I sense that the common theme in Jack Livings’ short story collection, The Dog, is the power of collectivism in Chinese society. The various protagonists in his stories deal with the pressures and expectations of belonging in a community or family. The concept of “saving face” plays a large part in these stories as characters’ thoughts seem to contradict their actions. While they may try to resist some aspects of their collectivist world, they undoubtedly are forced to accept their place.
The title story, “The Dog”, follows Li Yan, the wife of Chen Wei, a rather passive and meek man who is frequently caught up in get-rich-quick schemes planned by his cousin. When Li Yan defies him to save their prized race dog from being slaughtered, she is forced to prepare a feast for the family in exchange, despite her poor cooking skills. Though she works hard to prepare a meal, all of the fish is uncooked. Because of this shame and his earlier emasculation, Chen Wei lashes out at Li Yan in front of his whole family to defend his role as the husband.
While “The Dog” focuses on saving face in front of family, other stories are centered around status in professional contexts. In “Mountain of Swords, Sea of Fire”, Ning is an aging journalist despised by his coworkers and forced into retirement. Claire, a foreign student in China, experiences the same sense of isolation from her peers at the school in “The Pocketbook”. She describes everyone leaving to go out on a Friday night without inviting her. She mentions that she’d been saving some brown hashish with the hopes of smoking it with someone, though she wouldn’t call anyone a friend. These two protagonists are social outcasts who are more affected by the lack of camaraderie than they let on.
I thought that the themes of social pressures were most evident in “Donate!” and “An Event at the Horizon Trading Company”. In “Donate!” Yang, a factory manager is pressured by his wife, daughter, and employees to donate outrageous sums of money to help the victims of a recent earthquake. No amount of blood or money seem to appease them as they demand more and more from him:
During this time of silence, Yang came to understand the crisis in his own way: The workers would be satisfied by nothing less than strips of flesh from his back. The country would take nothing less than everything he had.
Similarly, Wei in “An Event at Horizons Trading Company” finds himself torn by the social pressures at his office when his coworkers become divided into followers and non-followers of the Hanfu lifestyle. In the end, he fails to stick up for his friends and watches them get fired as he changes into his robes. I believe that this story illustrates the collective mentality of the Chinese people as the employees follow whatever is in the majority. Only Wei’s two friends dare to be different while the others believe that it will impress their boss when he returns.

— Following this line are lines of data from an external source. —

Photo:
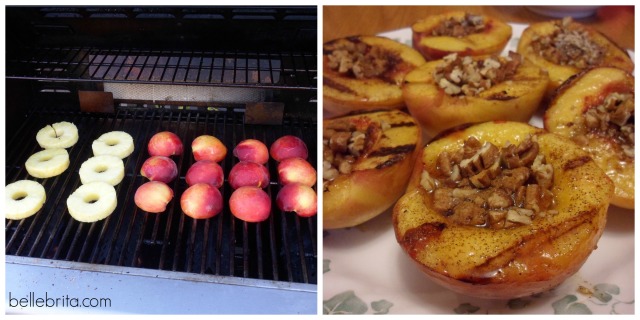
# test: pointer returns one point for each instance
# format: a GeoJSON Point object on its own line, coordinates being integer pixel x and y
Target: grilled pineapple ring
{"type": "Point", "coordinates": [512, 262]}
{"type": "Point", "coordinates": [377, 177]}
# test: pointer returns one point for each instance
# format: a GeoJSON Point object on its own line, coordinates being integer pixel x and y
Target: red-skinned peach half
{"type": "Point", "coordinates": [159, 168]}
{"type": "Point", "coordinates": [153, 196]}
{"type": "Point", "coordinates": [206, 147]}
{"type": "Point", "coordinates": [201, 201]}
{"type": "Point", "coordinates": [205, 171]}
{"type": "Point", "coordinates": [166, 144]}
{"type": "Point", "coordinates": [288, 147]}
{"type": "Point", "coordinates": [299, 170]}
{"type": "Point", "coordinates": [251, 150]}
{"type": "Point", "coordinates": [298, 198]}
{"type": "Point", "coordinates": [246, 173]}
{"type": "Point", "coordinates": [250, 204]}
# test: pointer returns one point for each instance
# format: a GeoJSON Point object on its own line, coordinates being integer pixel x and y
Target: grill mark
{"type": "Point", "coordinates": [403, 124]}
{"type": "Point", "coordinates": [500, 96]}
{"type": "Point", "coordinates": [577, 162]}
{"type": "Point", "coordinates": [390, 162]}
{"type": "Point", "coordinates": [527, 243]}
{"type": "Point", "coordinates": [330, 83]}
{"type": "Point", "coordinates": [417, 238]}
{"type": "Point", "coordinates": [391, 151]}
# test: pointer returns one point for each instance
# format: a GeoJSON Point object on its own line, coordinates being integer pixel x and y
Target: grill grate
{"type": "Point", "coordinates": [283, 248]}
{"type": "Point", "coordinates": [290, 70]}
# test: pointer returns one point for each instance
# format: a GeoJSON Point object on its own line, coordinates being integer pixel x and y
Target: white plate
{"type": "Point", "coordinates": [366, 272]}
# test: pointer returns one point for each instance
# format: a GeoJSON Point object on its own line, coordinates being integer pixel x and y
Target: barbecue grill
{"type": "Point", "coordinates": [235, 73]}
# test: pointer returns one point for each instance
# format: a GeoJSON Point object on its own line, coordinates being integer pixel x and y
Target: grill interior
{"type": "Point", "coordinates": [199, 87]}
{"type": "Point", "coordinates": [283, 248]}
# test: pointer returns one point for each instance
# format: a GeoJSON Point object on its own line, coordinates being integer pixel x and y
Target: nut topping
{"type": "Point", "coordinates": [343, 143]}
{"type": "Point", "coordinates": [568, 46]}
{"type": "Point", "coordinates": [487, 186]}
{"type": "Point", "coordinates": [614, 119]}
{"type": "Point", "coordinates": [360, 60]}
{"type": "Point", "coordinates": [466, 76]}
{"type": "Point", "coordinates": [456, 27]}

Though I’ve always known that China had a strong collectivist society, Livings’ stories represented it within the context of highly imaginative stories. Though the characters, themselves, are described the same as any Western character, the situations they find themselves in and their subsequent actions reflect the pressures of living in such an environment. China scores a 20/100 in the Individualistic aspect of Hostede’s model of cultural dimensions. The low score for China means that its people seem to “know one’s place” in life and their identities are tied to the social systems in which they belong. Though this “we-conscious” identity may not be immediately present, it is something I am made more aware of by Livings’ stories.